A method and apparatus are described including receiving a user request, determining if the user request is a playback request, displaying to a user, playback options, if the user request is the playback request, receiving the playback options selected by the user, determining if the playback options selected by the user are by audio selection and forwarding scenes that match the audio selection of the user for playback.

Description

VIDEO SEGMENTATION BY AUDIO SELECTION
FIELD OF THE INVENTION
The present invention relates to video content playback, and, in particular to the video content playback based upon audio selections.

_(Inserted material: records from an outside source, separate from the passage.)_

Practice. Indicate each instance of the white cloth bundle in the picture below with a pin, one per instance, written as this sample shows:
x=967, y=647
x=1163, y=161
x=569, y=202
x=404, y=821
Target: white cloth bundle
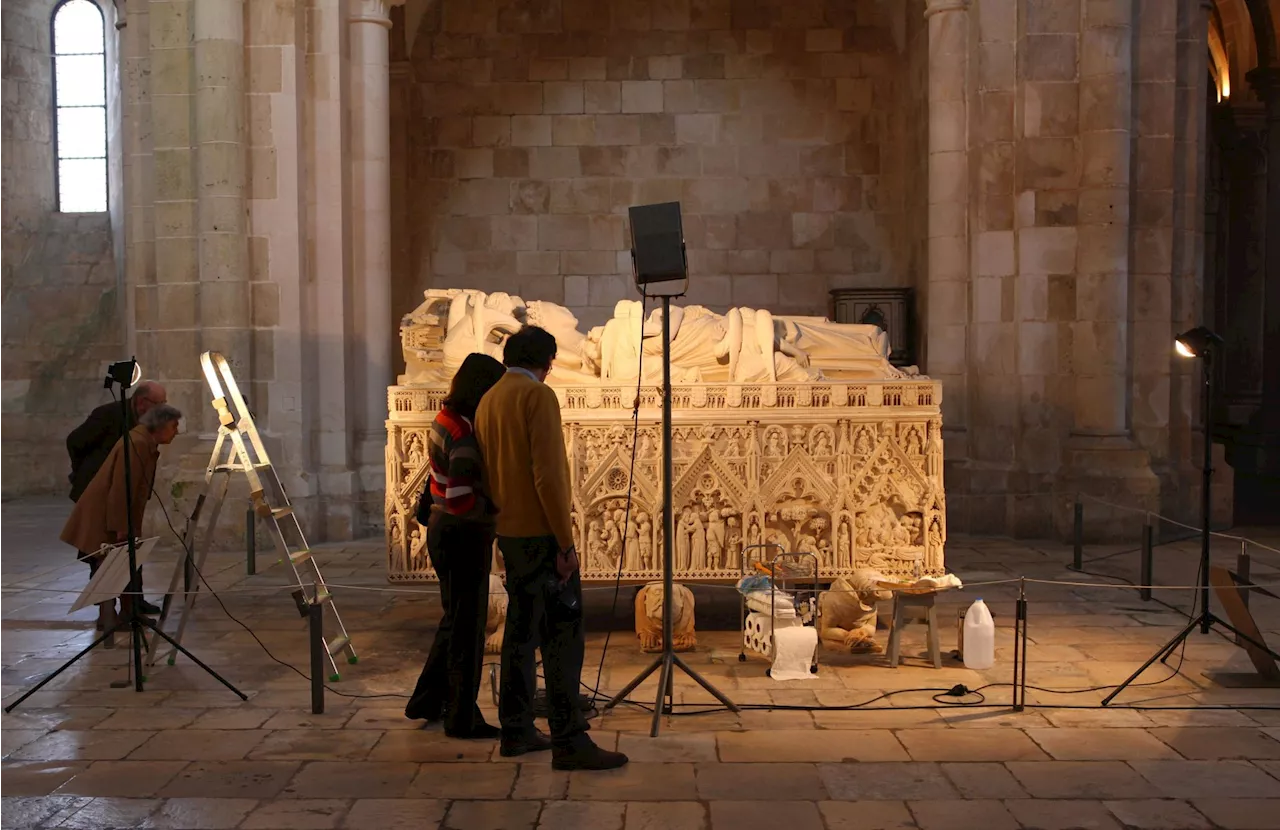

BACKGROUND OF THE INVENTION
Conventionally, video content has been broken (segmented) into scenes either due to editing decisions or how a script is written. Such scenes are typically used for trick play functions (jump to the next scene) or chapters that are accessed on a DVD/Blu-Ray disc.
SUMMARY OF THE INVENTION
The present invention segments video content based upon the audio (music) associations of the video instead of as in the prior art based on scenes associated with the video. The present invention provides a framework for breaking up a video for a media asset such as a television show or movie or other content (including multimedia content) into segments that correlate to the audio/music selections instead of scenes as in the prior art.
A method and apparatus are described including receiving a user request, determining if the user request is a playback request, displaying to a user, playback options, if the user request is the playback request, receiving the playback options selected by the user, determining if the playback options selected by the user are by audio selection and forwarding scenes that match the audio selection of the user for playback.
BRIEF DESCRIPTION OF THE DRAWINGS
The present invention is best understood from the following detailed description when read in conjunction with the accompanying drawings. The drawings include the following figures briefly described below:
Fig. 1 is a flowchart of an exemplary method for segmenting a video into different segments that correlate to the audio associated with such a video. Fig. 2 presents the results of the application of the described method of the present invention.
Figs. 3 A and 3B together form a flowchart of an exemplary embodiment of the method of the present invention.
Fig. 4 is a block diagram of an exemplary embodiment in accordance with the principles of the present invention.
DETAILED DESCRIPTION OF THE PREFERRED EMBODIMENTS
The present invention provides a mechanism for breaking up (segmenting) a video (such as a movie or a television show or any other form of content) into audio selections, which can be music selections such as songs or background music. The video segment can then be mapped to such audio segments (called M) instead of using the typically scenes for which a video is segmented. Video scenes are typically the way a video is constructed either due to editing decisions, how a script is written, commercial break requirements, and the like.
Fig. 1 is a flowchart of an exemplary method for segmenting a video into different segments that correlate to the audio associated with such a video. The invention begins with a video asset that is composed of a number of scenes. Each scene can then be associated with a number (0 to X) of music selections which can be songs associated with different music artists. At 105, a media asset containing audio and video is ingested into a server or other type of storage device. At 110, a time reference is assigned to the audio and the video of the media asset. Preferably, such a time reference can be timestamps although other mechanisms can be used for this step. At 115, an audio recognition mechanism is applied to recognize the different audio segments in the media asset. Such audio recognition techniques can be the use of a program such as Shazam, which identifies songs/music selections based on audio fingerprint of the audio selection or AudioID developed by Fraunhofer institute, volume changes in the audio such as periods of silence that exceed a threshold time value and the like. Other audio recognition mechanisms can be used and/or combined with Shazam and/or AudioID. At 120, the video is segmented by way of the audio selections that were identified in the previous step. That is, instead of having the video scenes control how a video is organized, it will be the audio selections which are used to segment a video. Hence, the beginning and the end of an audio selection will have a video segment corresponding in kind. The time basis for the audio and the video segment would then match up using the time reference (e.g., time stamps). In an alternative embodiment, if the audio segment is identified using an audio recognition technique, the audio segment can be referred by a song title, artist, copyright, and the like if such information can be determined by the characteristics of the audio segment, whereby such information can be assigned as metadata to such audio selections.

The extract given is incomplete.